WHOLE CELL RUBISCO ENZYME ASSAY

(Tabita, Caruso and Whitman 1978)

Because of high variability in cell extraction it is preferable to do whole cell assays. This procedure can be adapted to diel studies. It is best to use exponentially growing cultures.

1. When in doubt, keep cells on ice – have an ice bucket ready.
2. This is a radio-assay. The amount of 14C used must be logged in the isotope book.

1. MOPS-KOH (100 mM MOPS-KOH pH7.5, 10 mM EDTA) .
2. Buffer A  (100 mM MOPS-KOH pH7.5).
3. Buffer B  (50 mM NaHCO3, 25 mM Mg Acetate, sterile filter).
4. Hot Buffer B  Add 100 μl Na14CO3 (2 mCi/ml) to 10 ml Buffer B.
5. 8 mM RuBP pH 6-6.8 (aliquot and freeze)

1. Harvest 20 ml of cells in a sterile oak-ridge tube. Do this by spinning at 15,000 g for 15 minutes (refer to table for correct speed).
2. Dump supernatant and wash cells with 10 ml of sterile MOPS-KOH buffer.
3. Re-spin and dump the supernatant.
4. Resuspend the pellet in 0.5 ml MOPS-KOH buffer and transfer to microfuge tube.
5. Add 0.25 ml tolune.
6. Stir gently for 3 minutes and place on ice for 10 minutes.
7. Aspirate out the toluene. Aliquot into 150 μl aliquots into sterile 0,5 ml tubes and freeze or use immediately in assay. If followed by assay keep aliquots on ice.
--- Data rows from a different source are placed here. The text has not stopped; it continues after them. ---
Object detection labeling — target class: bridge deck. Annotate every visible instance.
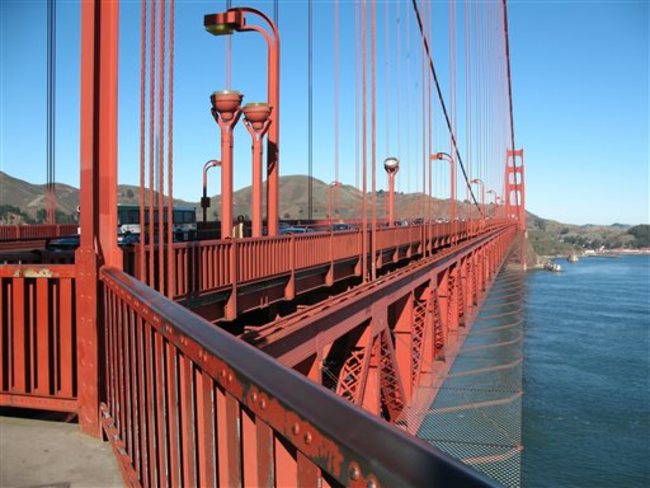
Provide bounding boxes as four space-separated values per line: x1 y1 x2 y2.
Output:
0 410 123 488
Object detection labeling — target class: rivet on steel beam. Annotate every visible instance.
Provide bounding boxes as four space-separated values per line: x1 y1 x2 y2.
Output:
348 463 361 480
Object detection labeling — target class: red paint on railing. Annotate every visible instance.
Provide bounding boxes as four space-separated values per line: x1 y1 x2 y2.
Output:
0 265 77 412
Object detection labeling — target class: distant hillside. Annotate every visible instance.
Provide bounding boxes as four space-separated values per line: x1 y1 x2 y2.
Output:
526 212 650 256
0 171 192 225
0 172 476 224
0 172 650 256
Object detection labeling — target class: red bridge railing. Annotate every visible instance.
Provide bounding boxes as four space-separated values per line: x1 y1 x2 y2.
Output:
101 268 490 487
0 265 77 412
125 221 484 298
0 224 79 241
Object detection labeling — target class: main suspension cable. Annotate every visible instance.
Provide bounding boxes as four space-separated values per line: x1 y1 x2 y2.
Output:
411 0 483 215
503 0 519 215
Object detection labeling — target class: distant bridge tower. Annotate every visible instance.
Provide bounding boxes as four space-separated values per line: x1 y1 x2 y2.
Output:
505 149 526 232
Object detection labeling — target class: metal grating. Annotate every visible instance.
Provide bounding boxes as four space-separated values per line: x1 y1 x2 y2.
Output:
406 270 524 487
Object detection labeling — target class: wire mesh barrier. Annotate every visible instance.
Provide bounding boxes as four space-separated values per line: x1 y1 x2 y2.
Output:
405 269 525 487
0 265 77 412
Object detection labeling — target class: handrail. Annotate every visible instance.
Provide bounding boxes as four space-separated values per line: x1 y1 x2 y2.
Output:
100 267 494 486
1. Split one 150 μl aliquot three ways into 50 μl each.
2. Add 75 μl Buffer A to each tube.
3. Incubate at 30˚ C for 5 minutes.
4. Add 100 μl HOT Buffer B to each tube as quickly as possible.
5. Incubate at 30˚ C for 5 minutes.
6. Add 25 μl RuBP to two of the three aliquots and 25 μl DI to the third.
7. Incubate one of the tubes containing RuBP and the tube containing DI for 30 minutes at 30˚ C and terminate the reaction with 100 μl propionic acid.
8. Do not incubate the second tube containing RuBP and terminate the reaction immediately using propionic acid.
9. Let tubes outgas for 60 minutes while vortexing every 15.
10. Add 200 μl to 10 ml of Ecoscint A in a scintillation vial and count.
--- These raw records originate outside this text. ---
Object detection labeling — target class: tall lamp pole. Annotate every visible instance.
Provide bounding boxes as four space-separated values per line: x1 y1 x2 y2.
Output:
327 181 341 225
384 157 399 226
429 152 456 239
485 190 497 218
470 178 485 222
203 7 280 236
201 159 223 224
1. In triplicate add 10 μl Hot Buffer B to 1 ml cold Buffer B in a microfuge tube and vortex.
2. Add 100 μl of this solution to 10 ml Ecoscint A in a scintillation vial and count immediately.
3. Calculate the cpm/nmol HCO3-. This will enable you to convert CPMs into nM HCO3- fixed. There are 50 nM of HCO3- in the 100 μl aliquot that was counted for the control sample in the case, where the concentration of cold HCO3- is 20 mM. If the control counts are 30,000 then there are 30,000 cpm/50 nM or 500 cpm/nM. This changes from experiment to experiment and needs to be determined.